From: Matt Bobrowski <mattbobrowski@google.com>
To: Yonghong Song <yonghong.song@linux.dev>
Cc: "Andrii Nakryiko" <andrii@kernel.org>,
"Eduard Zingerman" <eddyz87@gmail.com>, 梅开彦 <kaiyanm@hust.edu.cn>,
"Daniel Borkmann" <daniel@iogearbox.net>,
bpf <bpf@vger.kernel.org>,
"Martin KaFai Lau" <martin.lau@linux.dev>,
hust-os-kernel-patches@googlegroups.com,
"Yinhao Hu" <dddddd@hust.edu.cn>,
dzm91@hust.edu.cn, "KP Singh" <kpsingh@kernel.org>,
"Alexei Starovoitov" <alexei.starovoitov@gmail.com>
Subject: Re: bpf: mmap_file LSM hook allows NULL pointer dereference
Date: Mon, 29 Dec 2025 10:33:24 +0000 [thread overview]
Message-ID: <aVJY9H-e83T7ivT4@google.com> (raw)
In-Reply-To: <9e402939-40ea-4da2-aad1-43d2afb74a83@linux.dev>
On Thu, Dec 18, 2025 at 02:51:27PM -0800, Yonghong Song wrote:
>
>
> On 12/11/25 1:39 PM, Matt Bobrowski wrote:
> > On Wed, Dec 10, 2025 at 10:02:16AM +0000, Matt Bobrowski wrote:
> > > On Wed, Dec 03, 2025 at 10:23:43AM -0800, Alexei Starovoitov wrote:
> > > > On Wed, Dec 3, 2025 at 12:47 AM Matt Bobrowski <mattbobrowski@google.com> wrote:
> > > > > > We can play tricks with __weak.
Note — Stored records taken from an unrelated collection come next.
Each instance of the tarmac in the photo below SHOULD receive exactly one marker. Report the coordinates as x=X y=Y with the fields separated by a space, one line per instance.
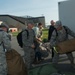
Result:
x=64 y=63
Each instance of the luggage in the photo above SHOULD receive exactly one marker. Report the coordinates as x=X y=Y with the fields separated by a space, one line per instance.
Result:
x=66 y=46
x=15 y=63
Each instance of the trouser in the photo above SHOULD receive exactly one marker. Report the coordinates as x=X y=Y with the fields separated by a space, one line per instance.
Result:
x=52 y=53
x=29 y=56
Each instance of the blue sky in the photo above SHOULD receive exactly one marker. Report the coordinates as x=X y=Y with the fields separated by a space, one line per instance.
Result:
x=35 y=8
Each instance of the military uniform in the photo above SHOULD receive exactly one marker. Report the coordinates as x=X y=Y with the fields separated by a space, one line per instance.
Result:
x=4 y=45
x=62 y=36
x=29 y=53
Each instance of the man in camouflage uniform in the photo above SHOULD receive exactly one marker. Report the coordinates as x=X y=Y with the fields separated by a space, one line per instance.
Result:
x=28 y=45
x=4 y=46
x=62 y=36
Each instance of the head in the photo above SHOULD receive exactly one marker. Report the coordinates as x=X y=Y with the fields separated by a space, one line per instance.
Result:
x=4 y=27
x=40 y=25
x=58 y=25
x=30 y=25
x=52 y=22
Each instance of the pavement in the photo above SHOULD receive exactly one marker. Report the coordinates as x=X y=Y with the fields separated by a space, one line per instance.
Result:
x=64 y=63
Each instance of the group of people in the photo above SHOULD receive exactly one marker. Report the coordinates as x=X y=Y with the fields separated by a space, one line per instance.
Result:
x=58 y=33
x=31 y=43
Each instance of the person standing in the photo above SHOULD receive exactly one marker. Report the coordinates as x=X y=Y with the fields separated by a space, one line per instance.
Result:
x=38 y=35
x=5 y=45
x=62 y=36
x=28 y=45
x=51 y=29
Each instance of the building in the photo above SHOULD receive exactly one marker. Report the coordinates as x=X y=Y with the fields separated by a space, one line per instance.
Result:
x=67 y=13
x=20 y=22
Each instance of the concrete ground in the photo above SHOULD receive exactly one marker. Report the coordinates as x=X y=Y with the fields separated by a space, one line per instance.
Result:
x=64 y=63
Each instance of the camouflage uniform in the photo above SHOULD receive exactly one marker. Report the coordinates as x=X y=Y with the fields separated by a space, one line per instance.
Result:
x=4 y=44
x=62 y=36
x=29 y=53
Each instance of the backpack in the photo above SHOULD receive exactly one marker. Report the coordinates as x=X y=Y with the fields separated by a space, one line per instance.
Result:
x=19 y=38
x=65 y=30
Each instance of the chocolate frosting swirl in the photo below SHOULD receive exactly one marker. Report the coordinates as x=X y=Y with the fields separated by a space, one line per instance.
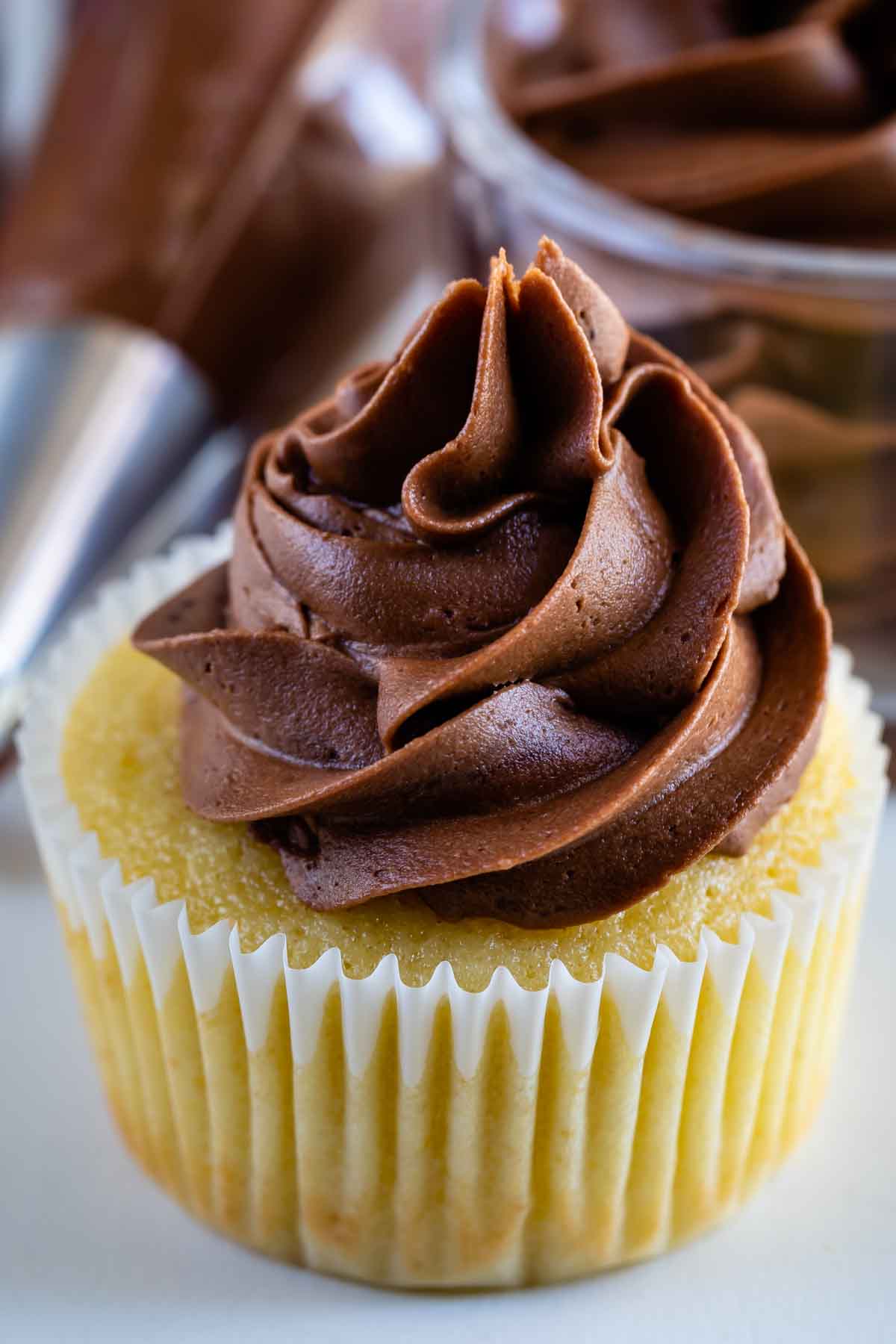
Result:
x=778 y=120
x=511 y=623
Like:
> > > > > >
> > > > > > diff --git a/kernel/bpf/bpf_lsm.c b/kernel/bpf/bpf_lsm.c
> > > > > > index 7cb6e8d4282c..60d269a85bf1 100644
> > > > > > --- a/kernel/bpf/bpf_lsm.c
> > > > > > +++ b/kernel/bpf/bpf_lsm.c
> > > > > > @@ -21,7 +21,7 @@
> > > > > > * function where a BPF program can be attached.
> > > > > > */
> > > > > > #define LSM_HOOK(RET, DEFAULT, NAME, ...) \
> > > > > > -noinline RET bpf_lsm_##NAME(__VA_ARGS__) \
> > > > > > +__weak noinline RET bpf_lsm_##NAME(__VA_ARGS__) \
> > > > > >
> > > > > > diff kernel/bpf/bpf_lsm_proto.c
> > > > > >
> > > > > > +int bpf_lsm_mmap_file(struct file *file__nullable, unsigned long reqprot,
> > > > > > + unsigned long prot, unsigned long flags)
> > > > > > +{
> > > > > > + return 0;
> > > > > > +}
> > > > > >
> > > > > > and above one with __nullable will be in vmlinux BTF.
> > > > > >
> > > > > > afaik __weak functions are not removed by linker when in non-LTO,
> > > > > > but it's still better than
> > > > > > +#define bpf_lsm_mmap_file bpf_lsm_mmap_file__original
> > > > > > No need to change bpf_lsm.h either.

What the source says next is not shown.